Dummerweise geschah dies alles einen Tag, bevor ich zu meiner Mutter nach Northeim sollte. Ich wußte nicht, was für einen fatalen Fehler ich gemacht hatte und ging am nächsten Morgen normal wie immer zu Dr. Gerner ins Büro. Doch, der wußte längst, was zwischen uns abging. Denn, er stellte mir eine kleine Falle, in die ich natürlich sofort getappt war.

Gerissen, wie er war, machte er mich darauf aufmerksam, daß ich mich beeilen sollte, weil mein Zug nach Northeim bald abfahren würde. Instinktiv schaute ich natürlich auf meine "nichtvorhandene Uhr. Und, damit hatte Dr. Gerner mich. Er wußte ja genau, daß ich keine Uhr mehr hatte. Denn, die hatte er nämlich in der Hand und zeigte sie mir siegessicher. So wußte Dr. Gerner, daß das meine Uhr war und konnte sich natürlich denken, was zwischen Miriam und mir abging. Denn, er hatte die Uhr genau auf der Couch gefunden, wo wir beide Sex miteinander hatten. Aber, zu meiner Überraschung machte er mir keine Szene und er sagte, daß ihn das Ganze gar nichts anginge, was zwischen uns laufen würde. Mir fiel jedenfalls ein Riesenstein vom Herzen.

Ein anderes Mal sollte ich für Miriam gegen Dr. Gerner spionieren und wichtige Akten abfotografieren. Zuerst war ich skeptisch und wollte das nicht, aber als Miriam mir schließlich im Gegenzug dazu anbot, wieder mit mir zu schlafen, war es um mich geschehen und ich konnte nicht anders. Ich wartete also, bis Dr. Gerner aus dem Haus war und begann, die wichtigen Akten für Miriam herauszusuchen. Ein paarmal kam Frau Rieckmann rein, aber ich konnte sie schnell  abwimmeln und so alles fotografieren. Ich war richtig stolz auf meine Aktion und freute mich schon auf Miriam. Es kam tatsächlich wieder zum Sex zwischen uns, doch als sie den Film haben wollte, stellte sich heraus, daß er dummerweise gar nicht belichtet war.
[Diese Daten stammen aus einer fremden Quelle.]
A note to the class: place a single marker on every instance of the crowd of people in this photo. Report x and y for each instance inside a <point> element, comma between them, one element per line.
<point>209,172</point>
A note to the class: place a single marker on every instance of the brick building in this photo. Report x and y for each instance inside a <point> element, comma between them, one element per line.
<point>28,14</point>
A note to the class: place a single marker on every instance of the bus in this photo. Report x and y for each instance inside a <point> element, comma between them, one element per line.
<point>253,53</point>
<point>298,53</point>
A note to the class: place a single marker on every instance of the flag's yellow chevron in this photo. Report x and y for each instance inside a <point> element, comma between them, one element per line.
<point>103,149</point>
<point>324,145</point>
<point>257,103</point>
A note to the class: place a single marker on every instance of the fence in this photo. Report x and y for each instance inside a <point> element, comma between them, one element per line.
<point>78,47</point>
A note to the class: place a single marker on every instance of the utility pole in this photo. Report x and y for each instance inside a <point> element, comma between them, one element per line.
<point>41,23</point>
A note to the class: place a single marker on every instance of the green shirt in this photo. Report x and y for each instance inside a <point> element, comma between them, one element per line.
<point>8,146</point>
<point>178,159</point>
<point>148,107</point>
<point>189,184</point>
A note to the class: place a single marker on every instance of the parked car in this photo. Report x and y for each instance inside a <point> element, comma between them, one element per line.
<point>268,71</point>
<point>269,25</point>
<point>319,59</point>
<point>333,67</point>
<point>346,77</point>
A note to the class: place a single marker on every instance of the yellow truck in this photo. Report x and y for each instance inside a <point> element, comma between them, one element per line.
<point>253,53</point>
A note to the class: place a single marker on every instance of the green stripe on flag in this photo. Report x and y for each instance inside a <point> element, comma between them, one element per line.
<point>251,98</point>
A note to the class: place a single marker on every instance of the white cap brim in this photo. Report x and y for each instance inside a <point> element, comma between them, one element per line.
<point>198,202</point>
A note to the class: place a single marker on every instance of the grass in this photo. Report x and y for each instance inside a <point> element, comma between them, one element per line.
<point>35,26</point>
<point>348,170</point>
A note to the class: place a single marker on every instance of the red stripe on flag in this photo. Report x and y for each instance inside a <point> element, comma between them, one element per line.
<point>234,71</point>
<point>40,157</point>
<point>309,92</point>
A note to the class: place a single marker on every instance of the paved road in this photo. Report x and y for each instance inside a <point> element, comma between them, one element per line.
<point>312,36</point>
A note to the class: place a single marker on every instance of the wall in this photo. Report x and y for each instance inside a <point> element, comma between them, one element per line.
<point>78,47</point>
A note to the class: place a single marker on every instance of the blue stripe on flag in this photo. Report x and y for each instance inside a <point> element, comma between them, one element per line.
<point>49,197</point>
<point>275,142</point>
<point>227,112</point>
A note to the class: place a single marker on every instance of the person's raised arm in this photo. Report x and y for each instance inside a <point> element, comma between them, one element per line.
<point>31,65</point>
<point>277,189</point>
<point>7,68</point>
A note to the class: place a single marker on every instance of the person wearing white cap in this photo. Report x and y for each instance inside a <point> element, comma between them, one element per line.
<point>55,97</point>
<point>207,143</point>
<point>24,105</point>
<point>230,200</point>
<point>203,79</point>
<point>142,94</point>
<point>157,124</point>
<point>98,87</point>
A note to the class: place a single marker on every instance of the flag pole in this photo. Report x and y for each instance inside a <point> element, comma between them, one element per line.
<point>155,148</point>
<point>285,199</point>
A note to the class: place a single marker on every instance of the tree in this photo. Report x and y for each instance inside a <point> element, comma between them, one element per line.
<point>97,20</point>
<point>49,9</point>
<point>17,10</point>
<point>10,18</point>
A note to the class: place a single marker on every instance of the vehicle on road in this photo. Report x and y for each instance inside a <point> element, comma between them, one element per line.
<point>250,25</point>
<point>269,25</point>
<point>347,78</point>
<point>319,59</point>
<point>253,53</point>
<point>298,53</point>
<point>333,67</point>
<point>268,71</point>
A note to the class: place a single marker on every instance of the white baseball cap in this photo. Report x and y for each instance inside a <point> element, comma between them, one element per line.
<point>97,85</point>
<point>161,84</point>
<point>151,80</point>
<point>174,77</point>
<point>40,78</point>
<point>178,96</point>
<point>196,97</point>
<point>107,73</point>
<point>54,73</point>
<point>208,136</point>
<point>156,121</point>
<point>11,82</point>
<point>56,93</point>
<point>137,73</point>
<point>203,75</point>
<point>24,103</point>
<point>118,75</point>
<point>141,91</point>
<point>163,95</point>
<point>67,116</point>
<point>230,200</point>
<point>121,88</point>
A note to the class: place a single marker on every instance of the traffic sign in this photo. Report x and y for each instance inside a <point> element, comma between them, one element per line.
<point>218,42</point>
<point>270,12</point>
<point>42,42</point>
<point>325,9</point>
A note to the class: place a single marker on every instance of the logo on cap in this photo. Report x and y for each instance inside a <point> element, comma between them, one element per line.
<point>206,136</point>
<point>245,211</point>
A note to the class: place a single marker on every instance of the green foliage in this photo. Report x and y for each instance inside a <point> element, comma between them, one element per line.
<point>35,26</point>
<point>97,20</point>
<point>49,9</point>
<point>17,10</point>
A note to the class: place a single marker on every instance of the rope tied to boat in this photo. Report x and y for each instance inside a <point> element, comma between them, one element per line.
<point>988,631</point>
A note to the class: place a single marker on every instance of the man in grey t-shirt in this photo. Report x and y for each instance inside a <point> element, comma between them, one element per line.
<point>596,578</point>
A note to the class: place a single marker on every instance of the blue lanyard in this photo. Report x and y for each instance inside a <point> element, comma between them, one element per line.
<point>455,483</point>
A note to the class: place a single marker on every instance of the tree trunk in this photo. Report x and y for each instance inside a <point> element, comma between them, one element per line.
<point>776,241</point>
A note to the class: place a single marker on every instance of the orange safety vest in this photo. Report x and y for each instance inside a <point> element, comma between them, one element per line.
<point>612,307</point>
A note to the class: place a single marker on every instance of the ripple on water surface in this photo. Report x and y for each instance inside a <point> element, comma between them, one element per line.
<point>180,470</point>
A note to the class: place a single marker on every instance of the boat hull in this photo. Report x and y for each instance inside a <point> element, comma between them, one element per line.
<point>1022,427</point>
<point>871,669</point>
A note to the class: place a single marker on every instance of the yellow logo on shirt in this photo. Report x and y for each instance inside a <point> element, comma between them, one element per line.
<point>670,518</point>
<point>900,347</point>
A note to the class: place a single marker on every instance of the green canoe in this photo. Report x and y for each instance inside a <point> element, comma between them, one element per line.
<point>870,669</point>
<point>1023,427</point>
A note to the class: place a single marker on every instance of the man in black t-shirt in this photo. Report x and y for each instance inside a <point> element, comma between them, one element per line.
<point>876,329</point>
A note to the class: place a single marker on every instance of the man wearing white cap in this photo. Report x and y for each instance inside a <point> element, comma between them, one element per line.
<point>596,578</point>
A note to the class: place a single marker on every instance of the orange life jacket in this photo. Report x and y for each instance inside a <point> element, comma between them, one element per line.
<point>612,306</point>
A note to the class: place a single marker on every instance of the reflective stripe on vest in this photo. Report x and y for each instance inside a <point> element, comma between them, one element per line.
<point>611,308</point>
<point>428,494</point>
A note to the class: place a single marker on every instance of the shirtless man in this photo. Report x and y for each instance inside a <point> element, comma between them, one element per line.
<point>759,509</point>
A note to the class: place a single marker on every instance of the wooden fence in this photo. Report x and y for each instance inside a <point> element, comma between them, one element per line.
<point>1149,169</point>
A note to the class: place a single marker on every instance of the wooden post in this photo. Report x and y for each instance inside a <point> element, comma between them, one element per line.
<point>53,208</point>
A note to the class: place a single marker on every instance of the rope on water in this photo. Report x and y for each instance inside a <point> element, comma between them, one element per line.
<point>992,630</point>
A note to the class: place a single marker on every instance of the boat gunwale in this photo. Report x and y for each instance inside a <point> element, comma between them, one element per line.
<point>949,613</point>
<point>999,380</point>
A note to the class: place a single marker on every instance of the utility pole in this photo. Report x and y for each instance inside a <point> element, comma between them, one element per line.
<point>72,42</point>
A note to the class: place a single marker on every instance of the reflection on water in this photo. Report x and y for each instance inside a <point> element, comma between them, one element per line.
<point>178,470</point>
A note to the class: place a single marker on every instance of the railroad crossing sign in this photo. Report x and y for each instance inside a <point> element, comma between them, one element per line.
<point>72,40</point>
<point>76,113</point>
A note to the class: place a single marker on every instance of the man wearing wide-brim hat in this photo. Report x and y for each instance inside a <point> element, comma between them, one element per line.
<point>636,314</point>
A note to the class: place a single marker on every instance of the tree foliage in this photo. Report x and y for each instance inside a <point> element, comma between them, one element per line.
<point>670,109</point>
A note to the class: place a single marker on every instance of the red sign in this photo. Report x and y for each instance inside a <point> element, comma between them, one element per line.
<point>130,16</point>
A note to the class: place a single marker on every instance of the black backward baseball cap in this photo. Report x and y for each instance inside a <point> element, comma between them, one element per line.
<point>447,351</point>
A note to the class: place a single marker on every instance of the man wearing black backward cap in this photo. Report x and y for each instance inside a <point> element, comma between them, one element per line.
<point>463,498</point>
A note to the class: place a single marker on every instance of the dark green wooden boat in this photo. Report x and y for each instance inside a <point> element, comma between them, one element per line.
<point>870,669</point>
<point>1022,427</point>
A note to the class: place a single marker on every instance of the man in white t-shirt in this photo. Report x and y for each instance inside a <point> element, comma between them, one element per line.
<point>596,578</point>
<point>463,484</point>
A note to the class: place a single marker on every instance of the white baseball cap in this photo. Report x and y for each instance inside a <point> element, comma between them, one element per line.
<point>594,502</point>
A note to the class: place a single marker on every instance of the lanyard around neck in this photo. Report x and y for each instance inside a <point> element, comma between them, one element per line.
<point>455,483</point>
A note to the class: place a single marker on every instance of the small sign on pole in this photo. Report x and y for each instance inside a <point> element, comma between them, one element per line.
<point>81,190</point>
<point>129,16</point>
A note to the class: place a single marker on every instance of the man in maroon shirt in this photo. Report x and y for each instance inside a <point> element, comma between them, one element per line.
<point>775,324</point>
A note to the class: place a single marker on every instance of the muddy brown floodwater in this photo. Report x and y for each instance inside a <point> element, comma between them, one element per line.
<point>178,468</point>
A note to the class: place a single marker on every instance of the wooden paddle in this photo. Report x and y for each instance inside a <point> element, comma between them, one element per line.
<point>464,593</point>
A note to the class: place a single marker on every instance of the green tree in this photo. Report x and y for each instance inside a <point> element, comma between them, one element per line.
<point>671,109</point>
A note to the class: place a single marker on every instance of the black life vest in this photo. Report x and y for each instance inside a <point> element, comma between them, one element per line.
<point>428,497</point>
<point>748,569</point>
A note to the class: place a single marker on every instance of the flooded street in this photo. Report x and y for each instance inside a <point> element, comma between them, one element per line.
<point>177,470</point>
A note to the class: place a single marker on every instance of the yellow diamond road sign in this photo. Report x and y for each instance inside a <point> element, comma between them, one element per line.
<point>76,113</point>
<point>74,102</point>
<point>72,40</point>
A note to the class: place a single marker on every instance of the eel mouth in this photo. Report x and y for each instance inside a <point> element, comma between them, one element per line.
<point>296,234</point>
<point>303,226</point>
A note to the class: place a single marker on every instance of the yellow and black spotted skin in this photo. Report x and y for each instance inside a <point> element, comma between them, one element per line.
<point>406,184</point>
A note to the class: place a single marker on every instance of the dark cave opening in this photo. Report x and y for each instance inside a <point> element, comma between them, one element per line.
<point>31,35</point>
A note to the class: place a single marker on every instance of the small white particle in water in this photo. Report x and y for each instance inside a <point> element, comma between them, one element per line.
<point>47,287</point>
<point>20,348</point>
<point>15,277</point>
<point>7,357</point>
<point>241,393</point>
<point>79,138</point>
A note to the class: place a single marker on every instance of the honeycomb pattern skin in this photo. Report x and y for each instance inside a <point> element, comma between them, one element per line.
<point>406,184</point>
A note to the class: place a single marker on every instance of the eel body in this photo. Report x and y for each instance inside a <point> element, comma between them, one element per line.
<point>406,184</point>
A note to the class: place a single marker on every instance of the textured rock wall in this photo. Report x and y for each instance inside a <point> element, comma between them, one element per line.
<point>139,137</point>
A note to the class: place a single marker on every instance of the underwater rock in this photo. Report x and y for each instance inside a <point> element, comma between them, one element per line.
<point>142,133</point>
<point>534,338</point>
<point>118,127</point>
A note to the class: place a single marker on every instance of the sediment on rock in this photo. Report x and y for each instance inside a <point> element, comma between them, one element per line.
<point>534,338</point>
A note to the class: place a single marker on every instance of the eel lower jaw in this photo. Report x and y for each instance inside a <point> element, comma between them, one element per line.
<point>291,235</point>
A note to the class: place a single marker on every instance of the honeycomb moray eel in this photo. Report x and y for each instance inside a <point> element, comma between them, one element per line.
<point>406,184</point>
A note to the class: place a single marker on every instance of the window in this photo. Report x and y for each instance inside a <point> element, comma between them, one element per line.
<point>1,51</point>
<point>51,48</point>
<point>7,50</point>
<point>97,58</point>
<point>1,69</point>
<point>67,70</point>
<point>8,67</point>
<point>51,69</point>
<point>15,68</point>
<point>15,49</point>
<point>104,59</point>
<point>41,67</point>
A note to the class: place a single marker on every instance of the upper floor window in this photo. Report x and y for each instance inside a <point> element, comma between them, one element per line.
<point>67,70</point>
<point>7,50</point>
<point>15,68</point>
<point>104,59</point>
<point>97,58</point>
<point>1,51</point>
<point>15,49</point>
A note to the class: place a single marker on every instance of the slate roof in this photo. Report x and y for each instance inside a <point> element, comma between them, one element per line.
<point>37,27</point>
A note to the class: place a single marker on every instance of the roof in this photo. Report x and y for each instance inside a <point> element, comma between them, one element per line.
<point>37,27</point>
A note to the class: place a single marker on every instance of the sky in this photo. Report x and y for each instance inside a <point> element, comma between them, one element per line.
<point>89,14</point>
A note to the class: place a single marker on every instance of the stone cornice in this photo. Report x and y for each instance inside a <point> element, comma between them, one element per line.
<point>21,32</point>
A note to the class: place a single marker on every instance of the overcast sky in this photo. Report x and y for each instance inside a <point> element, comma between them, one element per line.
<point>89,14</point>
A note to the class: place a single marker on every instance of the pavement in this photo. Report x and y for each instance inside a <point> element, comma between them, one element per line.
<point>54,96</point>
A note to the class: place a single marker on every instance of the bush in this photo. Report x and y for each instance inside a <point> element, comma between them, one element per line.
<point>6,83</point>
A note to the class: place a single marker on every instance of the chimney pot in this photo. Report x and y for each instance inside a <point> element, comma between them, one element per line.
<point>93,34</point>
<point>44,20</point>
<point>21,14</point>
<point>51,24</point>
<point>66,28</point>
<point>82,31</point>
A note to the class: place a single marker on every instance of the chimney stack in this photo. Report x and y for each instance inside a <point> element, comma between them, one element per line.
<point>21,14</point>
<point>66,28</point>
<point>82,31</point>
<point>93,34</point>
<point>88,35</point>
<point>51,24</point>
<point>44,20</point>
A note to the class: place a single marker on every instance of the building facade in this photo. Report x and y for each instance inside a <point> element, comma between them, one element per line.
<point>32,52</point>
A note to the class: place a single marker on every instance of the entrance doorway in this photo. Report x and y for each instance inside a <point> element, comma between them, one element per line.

Miriam war stocksauer und schmiß mich hinaus.

Irgendwie bekam Gerner doch Wind davon und stellte mich zur Rede. Ich zitterte vor Angst, denn ich wußte, das war es jetzt. Doch, statt, daß er mich feuerte, gratulierte er mir dazu, daß ich Miriam so geschickt ausgetrickst hatte. Ich verstand die Welt nicht mehr, aber Dr. Gerner war wirklich in dem Glauben, ich hätte den Film extra nicht belichtet, um Miriam zu linken. Na, gottseidank hatte er nie die Wahrheit erfahren! Und ich kam noch einmal mit einem blauen Auge davon! Miriam verließ jedoch wütend die Stadt und wurde seitdem niemehr gesehen!